Ingredients and Weight:
- 1 package (10 ounces) frozen spinach, thawed and well-drained
- 1 cup (4 ounces) grated Asiago cheese
- 1 cup (8 ounces) sour cream
- 1 cup (8 ounces) mayonnaise
- 1/2 cup chopped onion
- 1/4 cup diced red bell pepper
- 1 teaspoon minced garlic
- 1/2 teaspoon salt
- 1/4 teaspoon black pepper
- 1/4 cup chopped fresh parsley, for garnish (optional)
Preparation Time:
Cooking Time:
Difficulty Level:
Preparation Method Steps:
- Preheat oven to 350°F (175°C).
- In a large bowl, combine all the ingredients except the parsley.
- Mix well until all ingredients are evenly combined.
- Transfer the dip to a greased baking dish.
- Bake for 1 hour, or until golden brown and bubbly.
- Garnish with parsley and serve hot with crackers, bread, or vegetables.

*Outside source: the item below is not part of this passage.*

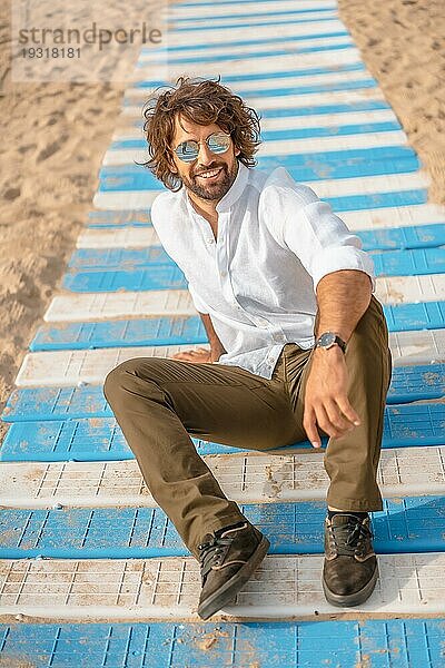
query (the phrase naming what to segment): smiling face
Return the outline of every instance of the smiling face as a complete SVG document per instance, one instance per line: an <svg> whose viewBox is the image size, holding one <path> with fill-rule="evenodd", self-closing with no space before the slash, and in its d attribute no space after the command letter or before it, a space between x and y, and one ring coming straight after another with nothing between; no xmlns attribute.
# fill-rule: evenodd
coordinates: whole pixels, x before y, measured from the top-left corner
<svg viewBox="0 0 445 668"><path fill-rule="evenodd" d="M176 117L172 149L187 140L199 143L199 155L192 163L184 163L174 153L171 171L177 174L189 191L198 199L219 202L233 185L238 173L239 149L230 146L224 154L214 154L209 150L206 139L215 132L224 132L216 124L200 126L185 118Z"/></svg>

Nutritional Information (per 1/8 of recipe):
- Calories: 240
- Fat: 18g
- Saturated Fat: 9g
- Cholesterol: 50mg
- Sodium: 380mg
- Carbohydrates: 12g
- Protein: 10g
Dish Characteristics:
- Creamy and cheesy
- Rich and flavorful
- Perfect for parties and gatherings
- Can be made ahead of time and reheated
- Versatile, can be served with various accompaniments
User Comments:
- "This dip is absolutely delicious! The combination of spinach, Asiago cheese, and sour cream is perfect." - Sarah
- "I made this for my party and it was a hit! Everyone loved it and asked for the recipe." - Emily
- "This is the best spinach dip I've ever had. It's so easy to make and it always turns out perfectly." - Jessica
- "I love the addition of red bell pepper. It gives the dip a nice pop of color and flavor." - Dave
- "I always garnish this dip with fresh parsley. It adds a beautiful touch and makes it look even more appetizing." - Lisa
Special Precautions and Tips:
- Make sure to thaw and drain the spinach thoroughly to prevent the dip from being watery.
- If you don't have Asiago cheese, you can substitute Parmesan or Romano cheese.
- For a spicier dip, add a pinch of cayenne pepper.
- You can also add other vegetables to the dip, such as chopped zucchini or mushrooms.
- Serve the dip immediately or store it in the refrigerator for up to 3 days. Reheat before serving.